Lagi dan Lagi Kekerasan Seksual Terhadap Anak Terjadi di Badung | Bali Tribune
Bali Tribune, Selasa 14 Juli 2020
Diposting : 23 February 2020 09:59
Bernard MB. - Bali Tribune
Bali Tribune / ist.- Ilustrasi
balitribune.co.id | Denpasar - Aksi biadab dilakukan seorang oknum Kepala Sekolah (Kepsek) sebuah SD di Kecamatan Kuta Utara, Kabupaten Badung berinisial IWS. Ia mencabuli seorang muridnya sebut saja Bunga sejak duduk di bangku kelas VI SD hingga kelas I SMA. Tidak hanya dicabuli, korban juga dianiaya oleh istri Kepsek itu lantaran hubungan suaminya dengan korban diketahui.
 
Informasi yang berhasil dihimpun Bali Tribune mengatakan, terungkapnya kasus pencabulan itu berkat curhatan korban dengan guru BK di SMA. Dalam curhat tersebut, korban mengaku depresi berat dan mau pergi jauh. "Setelah ditanya, baru korban menceritakan semuanya ini, bahwa ia dicabuli oleh Kepala Sekolah SD-nya, mulai dari kelas enam sampai sekarang dia SMA kelas satu," tutur seorang sumber.
 
Aksi bejat sang Kepala Sekolah berawal ia menyekap korban di sebuah ruangan di sekolah lalu disuruh membuka baju kemudian korban difoto dalam kondisi telanjang dada. Berbekal foto tersebut, pelaku kemudian mengancam korban akan menyebarkannya apabila korban tidak menuruti kemauan pelaku untuk melayani napsu birahinya. "Karena berada di bawah tekanan, korban nuruti saja kemauannya Kepala Sekolah ini.
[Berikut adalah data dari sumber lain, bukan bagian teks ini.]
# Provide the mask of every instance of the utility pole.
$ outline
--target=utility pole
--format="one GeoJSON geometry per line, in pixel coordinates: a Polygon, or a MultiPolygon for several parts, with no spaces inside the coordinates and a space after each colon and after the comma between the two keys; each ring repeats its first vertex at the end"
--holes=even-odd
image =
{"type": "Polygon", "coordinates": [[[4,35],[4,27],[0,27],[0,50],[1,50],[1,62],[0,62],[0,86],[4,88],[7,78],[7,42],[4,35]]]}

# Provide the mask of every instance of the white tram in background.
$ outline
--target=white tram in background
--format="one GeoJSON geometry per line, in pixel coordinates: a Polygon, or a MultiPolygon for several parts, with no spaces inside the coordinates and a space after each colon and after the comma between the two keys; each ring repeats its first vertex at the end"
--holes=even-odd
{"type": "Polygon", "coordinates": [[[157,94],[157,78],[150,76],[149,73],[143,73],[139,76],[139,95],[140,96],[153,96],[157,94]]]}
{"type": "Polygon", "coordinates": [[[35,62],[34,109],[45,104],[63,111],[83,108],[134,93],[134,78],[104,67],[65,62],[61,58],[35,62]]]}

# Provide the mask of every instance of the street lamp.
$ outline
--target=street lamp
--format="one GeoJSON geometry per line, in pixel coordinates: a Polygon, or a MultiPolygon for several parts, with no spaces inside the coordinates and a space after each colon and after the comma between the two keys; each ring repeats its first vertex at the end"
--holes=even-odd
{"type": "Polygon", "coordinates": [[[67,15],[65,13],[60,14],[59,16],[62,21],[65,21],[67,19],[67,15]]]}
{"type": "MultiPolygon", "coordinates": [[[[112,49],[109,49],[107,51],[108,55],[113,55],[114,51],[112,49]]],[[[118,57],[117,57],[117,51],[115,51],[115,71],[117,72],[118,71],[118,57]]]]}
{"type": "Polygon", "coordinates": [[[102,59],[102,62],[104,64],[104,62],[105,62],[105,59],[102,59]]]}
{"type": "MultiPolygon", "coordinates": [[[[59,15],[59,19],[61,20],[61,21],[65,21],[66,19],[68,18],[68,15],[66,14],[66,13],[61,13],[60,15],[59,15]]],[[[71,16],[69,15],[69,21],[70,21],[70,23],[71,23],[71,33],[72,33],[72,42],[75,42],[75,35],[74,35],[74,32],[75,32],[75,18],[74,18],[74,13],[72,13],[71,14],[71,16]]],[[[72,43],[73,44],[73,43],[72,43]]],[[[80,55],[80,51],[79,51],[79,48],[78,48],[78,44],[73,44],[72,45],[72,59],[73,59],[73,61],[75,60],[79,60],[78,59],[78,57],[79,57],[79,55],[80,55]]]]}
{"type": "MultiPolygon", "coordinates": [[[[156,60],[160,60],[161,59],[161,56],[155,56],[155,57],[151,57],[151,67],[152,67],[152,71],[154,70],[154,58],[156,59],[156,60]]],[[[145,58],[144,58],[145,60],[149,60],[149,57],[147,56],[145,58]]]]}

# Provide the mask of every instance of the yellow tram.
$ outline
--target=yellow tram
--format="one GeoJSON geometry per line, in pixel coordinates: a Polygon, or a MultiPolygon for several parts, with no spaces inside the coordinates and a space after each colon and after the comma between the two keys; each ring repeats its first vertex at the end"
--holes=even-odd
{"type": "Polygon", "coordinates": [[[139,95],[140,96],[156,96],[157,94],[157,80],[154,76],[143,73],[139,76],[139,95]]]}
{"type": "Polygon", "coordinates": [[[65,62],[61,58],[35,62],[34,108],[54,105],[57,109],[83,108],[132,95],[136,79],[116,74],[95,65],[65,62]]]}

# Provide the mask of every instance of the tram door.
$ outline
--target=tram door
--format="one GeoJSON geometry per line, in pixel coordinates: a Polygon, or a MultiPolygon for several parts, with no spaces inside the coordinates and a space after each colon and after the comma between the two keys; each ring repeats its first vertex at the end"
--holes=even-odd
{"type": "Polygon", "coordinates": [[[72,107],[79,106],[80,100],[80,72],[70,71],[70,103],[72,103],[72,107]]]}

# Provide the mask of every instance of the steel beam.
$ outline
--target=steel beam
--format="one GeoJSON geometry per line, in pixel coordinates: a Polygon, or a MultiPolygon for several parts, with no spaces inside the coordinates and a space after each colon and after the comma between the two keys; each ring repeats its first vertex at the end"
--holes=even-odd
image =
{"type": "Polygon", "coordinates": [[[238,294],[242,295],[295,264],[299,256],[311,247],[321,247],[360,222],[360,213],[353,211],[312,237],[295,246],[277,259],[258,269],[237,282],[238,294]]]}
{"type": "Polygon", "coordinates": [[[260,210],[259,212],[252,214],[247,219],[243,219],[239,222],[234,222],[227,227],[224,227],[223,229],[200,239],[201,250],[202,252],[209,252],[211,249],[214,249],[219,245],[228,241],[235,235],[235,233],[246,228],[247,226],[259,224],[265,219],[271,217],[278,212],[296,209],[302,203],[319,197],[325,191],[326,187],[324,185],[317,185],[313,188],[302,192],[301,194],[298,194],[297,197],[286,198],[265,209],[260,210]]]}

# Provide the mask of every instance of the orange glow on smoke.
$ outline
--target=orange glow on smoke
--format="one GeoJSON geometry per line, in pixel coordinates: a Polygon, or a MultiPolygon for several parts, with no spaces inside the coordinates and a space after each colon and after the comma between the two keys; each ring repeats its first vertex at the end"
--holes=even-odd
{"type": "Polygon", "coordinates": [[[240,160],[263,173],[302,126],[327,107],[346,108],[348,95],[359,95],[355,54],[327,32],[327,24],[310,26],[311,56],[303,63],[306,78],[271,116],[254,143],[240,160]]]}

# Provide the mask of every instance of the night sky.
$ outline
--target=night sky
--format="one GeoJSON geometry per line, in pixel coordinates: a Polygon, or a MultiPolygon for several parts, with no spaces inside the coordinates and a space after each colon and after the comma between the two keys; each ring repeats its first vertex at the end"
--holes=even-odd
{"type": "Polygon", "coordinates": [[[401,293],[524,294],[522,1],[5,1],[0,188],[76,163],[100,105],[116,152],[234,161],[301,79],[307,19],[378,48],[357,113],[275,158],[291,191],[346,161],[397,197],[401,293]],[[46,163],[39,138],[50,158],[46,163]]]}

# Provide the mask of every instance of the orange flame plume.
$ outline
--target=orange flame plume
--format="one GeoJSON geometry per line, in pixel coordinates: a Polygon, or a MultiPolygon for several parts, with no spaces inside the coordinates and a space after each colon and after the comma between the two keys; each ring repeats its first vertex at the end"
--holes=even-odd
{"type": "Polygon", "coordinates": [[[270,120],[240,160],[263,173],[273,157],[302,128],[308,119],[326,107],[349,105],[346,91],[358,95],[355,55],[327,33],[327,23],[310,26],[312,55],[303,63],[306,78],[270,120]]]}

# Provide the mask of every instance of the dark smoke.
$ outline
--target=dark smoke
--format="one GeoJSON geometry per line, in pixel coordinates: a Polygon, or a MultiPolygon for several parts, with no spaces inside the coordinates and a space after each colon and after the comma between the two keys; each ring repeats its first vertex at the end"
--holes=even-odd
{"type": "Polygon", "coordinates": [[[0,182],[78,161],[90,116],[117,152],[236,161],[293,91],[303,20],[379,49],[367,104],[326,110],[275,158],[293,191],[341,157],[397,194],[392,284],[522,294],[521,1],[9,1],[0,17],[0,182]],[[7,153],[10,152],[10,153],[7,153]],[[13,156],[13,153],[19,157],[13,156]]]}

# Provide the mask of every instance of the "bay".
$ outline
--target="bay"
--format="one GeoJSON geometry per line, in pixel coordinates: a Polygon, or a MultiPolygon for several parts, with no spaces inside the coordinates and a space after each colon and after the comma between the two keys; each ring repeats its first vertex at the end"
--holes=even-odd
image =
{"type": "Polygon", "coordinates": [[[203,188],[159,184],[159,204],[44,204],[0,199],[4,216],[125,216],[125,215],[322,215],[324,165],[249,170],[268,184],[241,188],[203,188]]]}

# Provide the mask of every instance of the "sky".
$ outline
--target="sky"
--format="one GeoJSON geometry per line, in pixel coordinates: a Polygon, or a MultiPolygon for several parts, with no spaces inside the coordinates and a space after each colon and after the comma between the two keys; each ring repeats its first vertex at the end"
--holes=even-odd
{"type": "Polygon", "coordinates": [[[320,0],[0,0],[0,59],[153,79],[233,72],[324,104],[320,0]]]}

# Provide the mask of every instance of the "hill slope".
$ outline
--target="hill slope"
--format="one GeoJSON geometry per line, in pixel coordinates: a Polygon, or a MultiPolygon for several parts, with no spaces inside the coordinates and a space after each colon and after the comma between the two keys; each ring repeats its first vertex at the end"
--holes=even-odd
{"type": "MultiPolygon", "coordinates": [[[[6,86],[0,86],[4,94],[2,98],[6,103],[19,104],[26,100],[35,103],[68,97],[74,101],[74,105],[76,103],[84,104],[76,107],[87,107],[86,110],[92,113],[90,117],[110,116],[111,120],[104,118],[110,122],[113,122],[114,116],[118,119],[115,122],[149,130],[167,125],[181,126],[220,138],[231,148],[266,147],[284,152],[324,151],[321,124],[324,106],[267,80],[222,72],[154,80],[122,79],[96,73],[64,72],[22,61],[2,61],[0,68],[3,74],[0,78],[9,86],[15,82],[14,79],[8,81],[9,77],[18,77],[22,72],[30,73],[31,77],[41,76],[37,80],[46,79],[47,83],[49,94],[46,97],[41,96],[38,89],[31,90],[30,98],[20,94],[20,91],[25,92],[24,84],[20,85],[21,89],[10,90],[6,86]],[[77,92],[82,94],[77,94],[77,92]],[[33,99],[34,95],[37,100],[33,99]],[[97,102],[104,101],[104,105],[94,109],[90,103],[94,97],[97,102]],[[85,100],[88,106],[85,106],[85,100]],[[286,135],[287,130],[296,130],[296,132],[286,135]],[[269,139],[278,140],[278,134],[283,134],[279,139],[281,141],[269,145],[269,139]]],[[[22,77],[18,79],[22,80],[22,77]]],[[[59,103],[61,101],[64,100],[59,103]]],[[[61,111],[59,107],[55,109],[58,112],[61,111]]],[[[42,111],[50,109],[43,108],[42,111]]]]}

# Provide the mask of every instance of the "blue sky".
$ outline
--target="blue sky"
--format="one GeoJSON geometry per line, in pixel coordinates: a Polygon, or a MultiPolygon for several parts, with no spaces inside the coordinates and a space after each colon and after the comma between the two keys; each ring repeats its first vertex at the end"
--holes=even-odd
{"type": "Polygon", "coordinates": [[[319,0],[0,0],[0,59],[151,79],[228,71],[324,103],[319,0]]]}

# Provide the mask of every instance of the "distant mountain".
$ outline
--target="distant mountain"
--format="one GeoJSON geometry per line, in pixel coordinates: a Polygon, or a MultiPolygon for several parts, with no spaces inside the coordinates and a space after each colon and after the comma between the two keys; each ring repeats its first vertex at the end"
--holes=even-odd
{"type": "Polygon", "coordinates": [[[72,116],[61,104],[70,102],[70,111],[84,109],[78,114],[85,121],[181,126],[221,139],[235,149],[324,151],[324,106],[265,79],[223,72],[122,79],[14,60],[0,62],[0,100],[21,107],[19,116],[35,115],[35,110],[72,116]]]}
Apalagi, pelaku ini adalah Kepala Sekolah-nya korban," ujar sumber yang tidak mau disebutkan namanya ini.
 
Keluarga korban kemudian melaporkan kejadian itu kepada pihak kepolisian. Setelah menerima laporan tersebut, Sabtu (22/2) pagi anggota Polres Badung mengamankan oknum Kepala Sekolah itu beserta istrinya. Oknum Kepala Sekolah diamankan atas laporan dugaan pelecehan seksual, sedangkan istrinya tuduhan penganiayaan terhadap korban. Pasangan suami istri tersebut hingga tadi malam masih menjalani pemeriksaan secara intensif di Unit Perlindungan Perempuan dan Anak (PPA) Sat Reskrim Polres Badung. Kasat Reskrim Polres Badung, AKP Lourens yang dikonfirmasi mengatakan pelaku saat ini masih menjalani pemeriksaan. "Mohon maaf, kami belum bisa kasihb data karena sampai sekarang masih dalam proses pemeriksaan. Mohon waktu jika sudah selesai, pasti kami kasih atas seizin Pak Kapolres," katanya.